Chambre Civile, 30 septembre 2024 — 23/01772
Texte intégral
Rôle général des affaires civiles N° RG 23/01772 - N° Portalis DB37-W-B7H-FWUR
JUGEMENT N°24/
Notification le : 30 septembre 2024
Copie certifiée conforme revêtue de la formule exécutoire + CCC - Mutualité [5] Copie dossier AU NOM DU PEUPLE FRANÇAIS
TRIBUNAL DE PREMIERE INSTANCE DE NOUMEA
JUGEMENT DU 30 SEPTEMBRE 2024
PARTIES EN CAUSE
DEMANDERESSE [5] institution de retraite complémentaire régie par le code de la sécurité sociale dont le siège social est situé [Adresse 2] agissant poursuites et diligences de son Président, domicilié en sa qualité audit siège, prise en sa délégation en Nouvelle-Calédonie, immatriculée au Ridet de [Localité 6] sous le numéro 1 178 037, dont le siège social est situé [Adresse 1], représentée par Mme [S] [Y], mandataire salariée non comparante, ni représentée mais concluante en personne
d’une part,
DEFENDEUR
[O] [V] né le 14 Octobre 1971 à [Localité 4] demeurant à [Adresse 7]
non comparant, ni représenté
d’autre part,
COMPOSITION du Tribunal :
PRÉSIDENT : Philippe GUISLAIN, Vice-Président du Tribunal de Première Instance de NOUMÉA,
GREFFIERE lors des débats : Christèle ROUMY
Débats à l’audience publique du 10 Juin 2024, date à laquelle le Président a informé les parties que la décision serait remise avec le dossier au greffe de la juridiction pour l’audience du 12 Août 2024 conformément aux dispositions de l’article 451 du code de procédure civile de la Nouvelle-Calédonie. Le délibéré a été prorogé au 30 Septembre 2024.
JUGEMENT réputé contradictoire rendu publiquement par remise au greffe avec le dossier pour l’audience du 30 Septembre 2024 et signé par le président et la greffière, Christèle ROUMY, présente lors de la remise.
EXPOSE DES FAITS
Par requête introductive d’instance déposée au greffe le 17 juillet 2023, l’institution de retraite complémentaire [5] a fait appeler [O] [V] devant le Tribunal de première instance de NOUMEA, aux fins de paiement de cotisations. L’acte était signifié à personne le 04 juillet 2023.

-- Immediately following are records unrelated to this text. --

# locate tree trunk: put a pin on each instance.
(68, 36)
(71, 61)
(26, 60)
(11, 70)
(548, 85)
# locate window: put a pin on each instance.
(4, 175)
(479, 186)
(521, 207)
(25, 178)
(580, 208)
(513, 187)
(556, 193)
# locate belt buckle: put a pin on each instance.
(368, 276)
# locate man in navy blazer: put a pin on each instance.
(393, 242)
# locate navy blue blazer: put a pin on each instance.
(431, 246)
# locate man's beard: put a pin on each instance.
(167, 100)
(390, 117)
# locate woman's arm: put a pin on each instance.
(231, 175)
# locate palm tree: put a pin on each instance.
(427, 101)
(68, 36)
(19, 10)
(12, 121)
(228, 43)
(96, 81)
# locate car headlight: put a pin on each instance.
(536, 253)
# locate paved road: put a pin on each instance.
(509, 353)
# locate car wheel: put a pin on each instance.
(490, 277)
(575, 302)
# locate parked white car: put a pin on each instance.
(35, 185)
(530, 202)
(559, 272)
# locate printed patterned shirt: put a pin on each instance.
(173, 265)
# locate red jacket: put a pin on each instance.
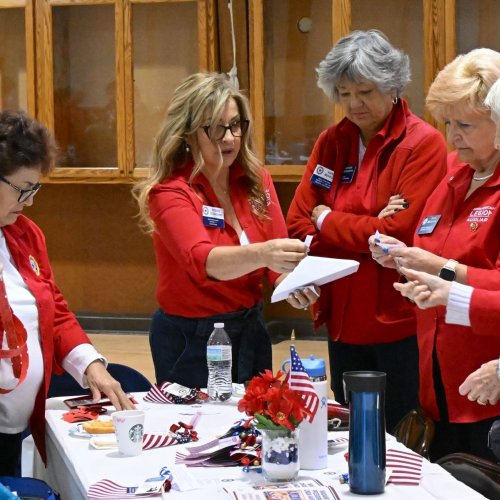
(485, 312)
(60, 332)
(469, 232)
(407, 156)
(182, 243)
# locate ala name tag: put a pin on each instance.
(428, 224)
(322, 177)
(213, 216)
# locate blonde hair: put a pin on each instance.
(464, 82)
(493, 98)
(199, 99)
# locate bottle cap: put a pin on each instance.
(315, 367)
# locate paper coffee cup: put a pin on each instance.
(129, 429)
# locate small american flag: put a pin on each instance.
(299, 381)
(406, 467)
(107, 489)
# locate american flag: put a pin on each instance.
(299, 381)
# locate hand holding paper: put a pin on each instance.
(314, 271)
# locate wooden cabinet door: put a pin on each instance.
(80, 61)
(17, 73)
(165, 41)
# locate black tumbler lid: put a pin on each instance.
(364, 381)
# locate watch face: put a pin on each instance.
(447, 274)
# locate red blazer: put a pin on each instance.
(407, 156)
(485, 312)
(60, 332)
(469, 232)
(182, 243)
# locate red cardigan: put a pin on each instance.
(469, 232)
(60, 332)
(407, 156)
(182, 243)
(485, 313)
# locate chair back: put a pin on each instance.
(477, 473)
(416, 431)
(29, 488)
(130, 379)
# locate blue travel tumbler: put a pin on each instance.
(365, 391)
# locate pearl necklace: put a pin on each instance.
(474, 178)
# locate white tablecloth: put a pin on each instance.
(73, 466)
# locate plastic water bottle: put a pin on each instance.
(219, 360)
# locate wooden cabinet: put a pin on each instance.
(106, 71)
(17, 67)
(289, 39)
(100, 73)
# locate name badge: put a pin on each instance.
(322, 177)
(213, 216)
(428, 224)
(348, 174)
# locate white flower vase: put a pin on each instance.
(280, 454)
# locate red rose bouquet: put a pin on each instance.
(272, 403)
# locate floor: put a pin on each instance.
(133, 350)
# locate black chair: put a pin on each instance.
(416, 431)
(477, 473)
(130, 379)
(29, 488)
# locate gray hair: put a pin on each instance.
(493, 98)
(364, 55)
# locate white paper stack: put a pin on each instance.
(314, 271)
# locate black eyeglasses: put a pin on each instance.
(217, 133)
(24, 194)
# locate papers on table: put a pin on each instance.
(314, 271)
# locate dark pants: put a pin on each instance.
(10, 454)
(179, 346)
(462, 438)
(399, 360)
(452, 437)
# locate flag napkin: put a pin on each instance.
(299, 381)
(406, 467)
(180, 433)
(83, 413)
(168, 392)
(108, 489)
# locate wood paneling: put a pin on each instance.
(101, 260)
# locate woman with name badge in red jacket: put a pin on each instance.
(458, 238)
(217, 229)
(40, 335)
(468, 306)
(371, 171)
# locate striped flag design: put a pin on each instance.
(110, 490)
(406, 467)
(299, 381)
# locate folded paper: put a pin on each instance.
(314, 271)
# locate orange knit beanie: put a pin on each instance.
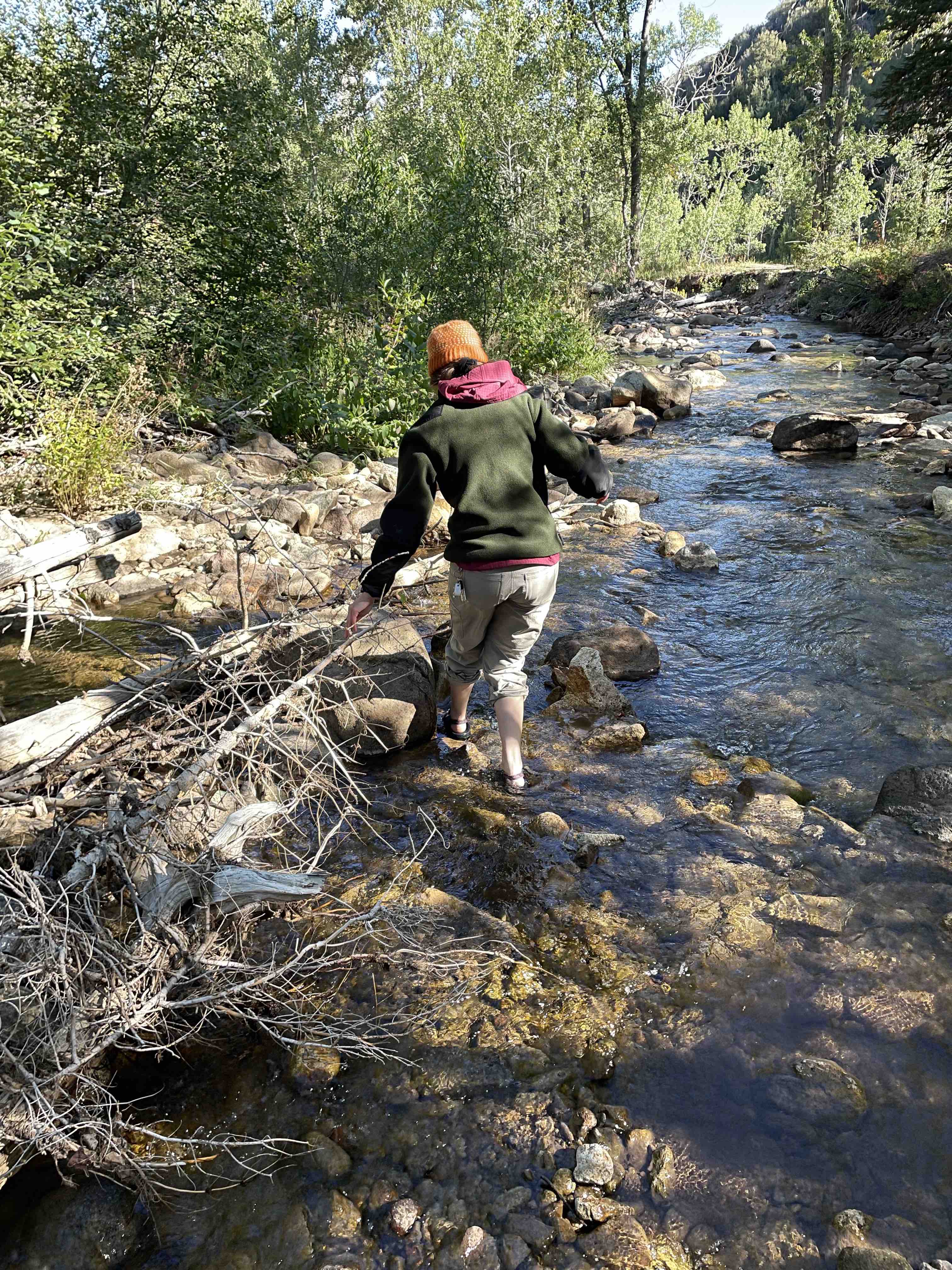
(451, 342)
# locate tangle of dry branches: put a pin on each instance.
(200, 803)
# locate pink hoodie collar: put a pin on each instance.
(483, 385)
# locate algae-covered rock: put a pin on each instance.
(818, 1091)
(593, 1165)
(620, 1244)
(662, 1173)
(327, 1156)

Il convient de se rapporter à la requête pour un exposé plus précis ; [5] sollicite du tribunal à titre principal de payer 153.673 F.CFP au titre de cotisations impayées pour les deuxième et troisième trimestres 2022, outre 24.344 F.CFP de majoration de retard, et 40.000 F.CFP en application de l’article 700 du code de procédure civile, les entiers dépens, et ce avec exécution provisoire.
Le défendeur n’est pas intervenu dans la procédure.
La clôture de la mise en état était ordonnée le 22 février 2024.
A l’issue de l’audience de plaidoirie du 10 juin 2024, la décision était mise en délibéré au 12 août 2024, puis prorogée au 30 septembre 2024 compte tenu des émeutes en cours en Nouvelle-Calédonie et de la réorganisation de l’activité juridictionnelle.
MOTIFS DE LA DECISION
En application de l'article 473 du Code de procédure civile de Nouvelle Calédonie, la décision n'étant pas susceptible d’appel et la requête ayant été signifiée à personne, le jugement sera réputé contradictoire.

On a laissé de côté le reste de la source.